Harsche Kritik an den Plänen kam von Ärztevertretern. „Es ist erschreckend, dass sich ein Gesundheitsminister, der zugleich Arzt ist, für die Legalisierung einer Droge einsetzen muss“, sagte der Präsident der Bundesärztekammer, Klaus Reinhardt, der Funke Mediengruppe. Der Konsum von Cannabis sei nicht harmlos. „Man darf dem Cannabiskonsum nicht das Mäntelchen der Ungefährlichkeit umhängen“, sagte der Vorstandsvorsitzende der Kassenärztlichen Bundesvereinigung, Andreas Gassen. Er äußerte Zweifel daran, dass die Legalisierung von Cannabis dabei hilft, „die Drogenkriminalität einzudämmen und die Umstiege auf härtere Drogen zu verhindern“.

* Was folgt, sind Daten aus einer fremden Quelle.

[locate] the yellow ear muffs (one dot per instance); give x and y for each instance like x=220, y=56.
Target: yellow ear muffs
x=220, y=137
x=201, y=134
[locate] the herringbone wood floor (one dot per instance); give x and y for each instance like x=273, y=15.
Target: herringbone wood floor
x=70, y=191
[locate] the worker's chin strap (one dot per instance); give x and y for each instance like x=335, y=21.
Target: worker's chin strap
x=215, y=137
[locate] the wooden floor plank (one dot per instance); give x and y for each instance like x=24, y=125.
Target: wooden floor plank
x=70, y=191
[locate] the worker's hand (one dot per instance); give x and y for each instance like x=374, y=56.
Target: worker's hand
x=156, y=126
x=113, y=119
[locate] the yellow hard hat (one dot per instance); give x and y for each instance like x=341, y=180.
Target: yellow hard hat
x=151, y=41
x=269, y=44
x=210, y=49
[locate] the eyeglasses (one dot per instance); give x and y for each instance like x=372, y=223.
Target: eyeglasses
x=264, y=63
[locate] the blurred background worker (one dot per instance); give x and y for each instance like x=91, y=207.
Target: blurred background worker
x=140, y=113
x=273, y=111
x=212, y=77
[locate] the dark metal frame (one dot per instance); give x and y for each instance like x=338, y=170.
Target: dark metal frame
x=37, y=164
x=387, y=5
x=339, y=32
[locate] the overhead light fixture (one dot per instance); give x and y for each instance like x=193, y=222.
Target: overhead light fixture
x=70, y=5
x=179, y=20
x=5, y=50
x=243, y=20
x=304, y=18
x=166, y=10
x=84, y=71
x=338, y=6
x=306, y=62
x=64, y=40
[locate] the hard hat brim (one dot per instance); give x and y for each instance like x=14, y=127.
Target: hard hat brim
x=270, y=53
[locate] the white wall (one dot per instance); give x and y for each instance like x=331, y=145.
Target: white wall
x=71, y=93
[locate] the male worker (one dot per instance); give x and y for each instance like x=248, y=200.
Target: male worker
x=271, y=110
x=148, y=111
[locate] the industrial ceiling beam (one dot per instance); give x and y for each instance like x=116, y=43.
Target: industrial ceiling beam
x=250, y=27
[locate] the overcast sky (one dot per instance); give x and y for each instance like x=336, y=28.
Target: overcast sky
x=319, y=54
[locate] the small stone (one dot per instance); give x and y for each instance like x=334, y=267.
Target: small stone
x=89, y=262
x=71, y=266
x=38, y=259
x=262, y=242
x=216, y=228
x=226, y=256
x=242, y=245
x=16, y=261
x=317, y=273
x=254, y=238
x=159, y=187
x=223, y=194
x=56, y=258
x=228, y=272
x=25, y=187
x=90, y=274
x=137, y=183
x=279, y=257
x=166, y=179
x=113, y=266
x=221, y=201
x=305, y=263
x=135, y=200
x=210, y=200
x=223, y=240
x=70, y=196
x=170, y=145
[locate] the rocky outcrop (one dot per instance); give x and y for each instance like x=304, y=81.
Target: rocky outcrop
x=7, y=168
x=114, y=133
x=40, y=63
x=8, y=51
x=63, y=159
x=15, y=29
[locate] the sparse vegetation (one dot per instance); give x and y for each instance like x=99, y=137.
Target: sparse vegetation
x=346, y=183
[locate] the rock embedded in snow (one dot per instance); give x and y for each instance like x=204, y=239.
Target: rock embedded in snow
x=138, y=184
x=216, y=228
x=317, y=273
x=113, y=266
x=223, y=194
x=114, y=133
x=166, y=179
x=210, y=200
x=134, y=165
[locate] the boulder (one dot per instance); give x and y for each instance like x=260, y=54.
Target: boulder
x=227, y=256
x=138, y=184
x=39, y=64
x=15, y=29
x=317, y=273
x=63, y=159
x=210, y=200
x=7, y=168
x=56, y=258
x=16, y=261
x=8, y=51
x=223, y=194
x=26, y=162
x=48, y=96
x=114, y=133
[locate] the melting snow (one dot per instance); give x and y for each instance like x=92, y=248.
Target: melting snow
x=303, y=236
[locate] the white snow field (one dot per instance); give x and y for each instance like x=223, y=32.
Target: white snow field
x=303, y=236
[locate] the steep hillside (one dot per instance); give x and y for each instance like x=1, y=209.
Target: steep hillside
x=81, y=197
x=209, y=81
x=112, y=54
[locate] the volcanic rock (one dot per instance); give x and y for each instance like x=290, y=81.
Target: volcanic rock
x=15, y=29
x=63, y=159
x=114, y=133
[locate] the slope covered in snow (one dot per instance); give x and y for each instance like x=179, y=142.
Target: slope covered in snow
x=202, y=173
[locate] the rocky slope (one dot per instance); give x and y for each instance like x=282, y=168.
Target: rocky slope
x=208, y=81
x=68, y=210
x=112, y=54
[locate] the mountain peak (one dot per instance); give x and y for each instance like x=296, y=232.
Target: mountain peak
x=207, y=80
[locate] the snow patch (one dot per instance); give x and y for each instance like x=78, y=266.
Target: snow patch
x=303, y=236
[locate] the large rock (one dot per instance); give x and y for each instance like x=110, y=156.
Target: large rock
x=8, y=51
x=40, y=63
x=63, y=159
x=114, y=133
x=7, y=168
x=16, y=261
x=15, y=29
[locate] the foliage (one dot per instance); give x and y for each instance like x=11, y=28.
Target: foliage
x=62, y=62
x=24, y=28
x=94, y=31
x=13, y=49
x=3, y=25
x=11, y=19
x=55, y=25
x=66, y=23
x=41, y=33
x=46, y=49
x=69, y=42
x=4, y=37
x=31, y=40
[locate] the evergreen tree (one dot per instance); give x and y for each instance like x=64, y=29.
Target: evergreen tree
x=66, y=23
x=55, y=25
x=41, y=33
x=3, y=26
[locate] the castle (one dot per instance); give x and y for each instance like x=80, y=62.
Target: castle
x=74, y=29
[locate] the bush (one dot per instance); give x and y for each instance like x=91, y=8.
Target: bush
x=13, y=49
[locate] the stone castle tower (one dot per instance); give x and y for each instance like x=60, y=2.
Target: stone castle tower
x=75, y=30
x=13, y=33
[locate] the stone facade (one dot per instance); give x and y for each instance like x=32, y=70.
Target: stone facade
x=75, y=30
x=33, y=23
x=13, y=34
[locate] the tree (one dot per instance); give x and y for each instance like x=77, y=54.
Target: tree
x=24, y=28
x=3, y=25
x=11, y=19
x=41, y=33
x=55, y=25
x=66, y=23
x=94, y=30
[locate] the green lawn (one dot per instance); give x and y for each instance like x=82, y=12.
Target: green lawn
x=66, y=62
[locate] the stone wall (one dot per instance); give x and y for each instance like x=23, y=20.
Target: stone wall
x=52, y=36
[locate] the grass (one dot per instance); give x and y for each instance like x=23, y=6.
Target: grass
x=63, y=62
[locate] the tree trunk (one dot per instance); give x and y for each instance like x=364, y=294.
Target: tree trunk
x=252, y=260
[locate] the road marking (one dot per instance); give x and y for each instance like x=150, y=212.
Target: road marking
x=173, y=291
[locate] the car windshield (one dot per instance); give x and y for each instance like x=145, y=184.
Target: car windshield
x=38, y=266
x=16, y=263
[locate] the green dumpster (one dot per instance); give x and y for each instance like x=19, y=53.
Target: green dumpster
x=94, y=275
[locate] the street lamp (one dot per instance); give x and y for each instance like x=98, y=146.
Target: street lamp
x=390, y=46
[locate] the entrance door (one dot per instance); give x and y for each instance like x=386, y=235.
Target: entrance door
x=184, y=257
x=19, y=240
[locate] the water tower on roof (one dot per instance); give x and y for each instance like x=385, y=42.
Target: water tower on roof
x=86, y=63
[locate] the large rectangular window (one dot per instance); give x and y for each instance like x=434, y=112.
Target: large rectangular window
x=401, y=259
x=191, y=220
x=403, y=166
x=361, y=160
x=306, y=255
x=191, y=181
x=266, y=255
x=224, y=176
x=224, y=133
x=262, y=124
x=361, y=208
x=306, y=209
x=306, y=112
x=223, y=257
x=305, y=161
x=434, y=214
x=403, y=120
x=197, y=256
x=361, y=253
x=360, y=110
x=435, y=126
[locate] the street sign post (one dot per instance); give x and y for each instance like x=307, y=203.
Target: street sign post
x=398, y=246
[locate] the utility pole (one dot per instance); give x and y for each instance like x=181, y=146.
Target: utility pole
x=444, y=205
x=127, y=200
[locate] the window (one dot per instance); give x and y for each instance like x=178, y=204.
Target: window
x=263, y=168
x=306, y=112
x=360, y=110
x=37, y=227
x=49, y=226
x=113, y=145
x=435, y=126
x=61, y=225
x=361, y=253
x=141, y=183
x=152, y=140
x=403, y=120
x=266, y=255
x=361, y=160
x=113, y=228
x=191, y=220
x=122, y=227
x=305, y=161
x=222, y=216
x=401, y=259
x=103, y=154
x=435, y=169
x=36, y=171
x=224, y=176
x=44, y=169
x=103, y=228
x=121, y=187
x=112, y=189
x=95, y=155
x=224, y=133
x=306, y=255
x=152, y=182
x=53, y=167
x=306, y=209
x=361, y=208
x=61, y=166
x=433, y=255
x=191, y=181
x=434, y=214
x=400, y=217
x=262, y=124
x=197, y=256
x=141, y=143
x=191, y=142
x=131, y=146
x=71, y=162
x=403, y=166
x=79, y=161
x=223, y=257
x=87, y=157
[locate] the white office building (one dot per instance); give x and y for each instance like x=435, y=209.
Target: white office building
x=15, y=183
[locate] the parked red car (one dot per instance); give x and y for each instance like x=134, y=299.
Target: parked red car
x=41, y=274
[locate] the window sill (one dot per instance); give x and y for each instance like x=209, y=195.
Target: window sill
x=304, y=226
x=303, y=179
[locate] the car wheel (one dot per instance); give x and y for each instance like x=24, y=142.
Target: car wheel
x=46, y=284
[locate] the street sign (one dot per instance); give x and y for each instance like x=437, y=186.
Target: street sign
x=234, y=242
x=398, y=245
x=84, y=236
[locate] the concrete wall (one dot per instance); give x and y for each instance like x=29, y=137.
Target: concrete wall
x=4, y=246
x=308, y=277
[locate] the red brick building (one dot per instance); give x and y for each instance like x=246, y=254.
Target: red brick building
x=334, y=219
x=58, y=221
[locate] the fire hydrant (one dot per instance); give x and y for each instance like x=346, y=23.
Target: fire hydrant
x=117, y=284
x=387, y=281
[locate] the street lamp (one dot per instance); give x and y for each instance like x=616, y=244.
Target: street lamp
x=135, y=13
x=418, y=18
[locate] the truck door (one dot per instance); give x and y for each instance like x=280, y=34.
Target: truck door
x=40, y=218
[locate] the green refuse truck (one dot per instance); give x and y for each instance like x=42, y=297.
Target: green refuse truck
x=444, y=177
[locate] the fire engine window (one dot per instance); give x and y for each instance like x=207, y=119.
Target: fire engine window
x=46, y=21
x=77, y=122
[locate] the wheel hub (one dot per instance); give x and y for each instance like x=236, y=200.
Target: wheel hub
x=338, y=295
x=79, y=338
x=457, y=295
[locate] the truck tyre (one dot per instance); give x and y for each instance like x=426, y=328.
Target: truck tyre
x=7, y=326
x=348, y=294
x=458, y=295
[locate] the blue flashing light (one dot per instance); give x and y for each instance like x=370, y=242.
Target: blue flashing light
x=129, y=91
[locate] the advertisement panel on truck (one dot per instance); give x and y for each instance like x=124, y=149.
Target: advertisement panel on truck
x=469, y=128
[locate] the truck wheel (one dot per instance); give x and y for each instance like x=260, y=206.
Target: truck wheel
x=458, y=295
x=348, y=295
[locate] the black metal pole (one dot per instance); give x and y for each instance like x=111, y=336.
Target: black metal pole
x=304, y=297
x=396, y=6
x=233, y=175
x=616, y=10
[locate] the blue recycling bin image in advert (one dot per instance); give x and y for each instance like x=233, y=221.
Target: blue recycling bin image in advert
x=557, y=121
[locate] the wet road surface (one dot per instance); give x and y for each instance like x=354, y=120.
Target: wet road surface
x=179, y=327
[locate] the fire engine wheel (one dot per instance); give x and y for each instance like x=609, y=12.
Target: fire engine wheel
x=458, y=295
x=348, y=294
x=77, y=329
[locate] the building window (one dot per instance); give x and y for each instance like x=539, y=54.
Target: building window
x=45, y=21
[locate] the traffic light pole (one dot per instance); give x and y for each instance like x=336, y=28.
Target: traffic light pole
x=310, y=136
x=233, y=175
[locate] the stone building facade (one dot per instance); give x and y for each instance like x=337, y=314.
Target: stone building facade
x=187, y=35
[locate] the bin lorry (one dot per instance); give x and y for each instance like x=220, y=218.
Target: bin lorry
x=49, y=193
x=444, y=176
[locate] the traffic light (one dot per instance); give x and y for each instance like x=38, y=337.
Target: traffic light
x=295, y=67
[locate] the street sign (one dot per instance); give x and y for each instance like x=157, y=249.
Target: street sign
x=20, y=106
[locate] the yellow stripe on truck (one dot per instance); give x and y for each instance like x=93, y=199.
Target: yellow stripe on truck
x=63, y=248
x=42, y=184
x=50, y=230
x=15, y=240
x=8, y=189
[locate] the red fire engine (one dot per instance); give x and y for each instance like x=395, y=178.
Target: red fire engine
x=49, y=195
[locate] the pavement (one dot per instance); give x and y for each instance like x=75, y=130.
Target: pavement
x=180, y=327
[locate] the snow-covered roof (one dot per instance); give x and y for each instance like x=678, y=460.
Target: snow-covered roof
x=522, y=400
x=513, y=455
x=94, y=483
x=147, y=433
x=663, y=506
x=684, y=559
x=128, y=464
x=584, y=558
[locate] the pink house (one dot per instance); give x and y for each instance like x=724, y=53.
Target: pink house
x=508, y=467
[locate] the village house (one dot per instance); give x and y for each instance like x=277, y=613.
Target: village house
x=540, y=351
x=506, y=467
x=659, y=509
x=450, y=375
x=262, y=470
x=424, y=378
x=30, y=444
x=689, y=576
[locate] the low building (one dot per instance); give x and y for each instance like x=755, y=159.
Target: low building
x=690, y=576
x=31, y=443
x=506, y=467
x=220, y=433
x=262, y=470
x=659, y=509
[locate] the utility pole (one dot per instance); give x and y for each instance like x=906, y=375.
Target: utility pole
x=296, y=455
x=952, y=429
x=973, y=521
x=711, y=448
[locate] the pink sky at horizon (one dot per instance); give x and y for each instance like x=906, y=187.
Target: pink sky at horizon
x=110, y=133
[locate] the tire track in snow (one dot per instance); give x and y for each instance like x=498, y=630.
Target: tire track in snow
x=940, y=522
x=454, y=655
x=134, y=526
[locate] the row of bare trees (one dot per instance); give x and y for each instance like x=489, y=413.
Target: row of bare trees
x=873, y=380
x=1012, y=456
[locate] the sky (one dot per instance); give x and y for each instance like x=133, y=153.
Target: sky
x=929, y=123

Der Bund Deutscher Kriminalbeamter begrüßt die geplante Cannabis-Legalisierung in Deutschland. „Wir befürworten grundsätzlich eine Entkriminalisierung von Konsumentinnen und Konsumenten aller Betäubungsmittel“, sagte der Bundesvorsitzende Dirk Peglow den Zeitungen der Essener Funke Mediengruppe. Zudem unterstrich Peglow die Bedeutung von Prävention: „Mögliche Steuereinnahmen aus dem Verkauf sollten in bundesweite, unbefristete Aufklärungs- und Präventionskampagnen fließen.“ Lehrerinnen und Lehrer müssten in die Lage versetzt werden, diese nachhaltig an den Schulen anbieten zu können.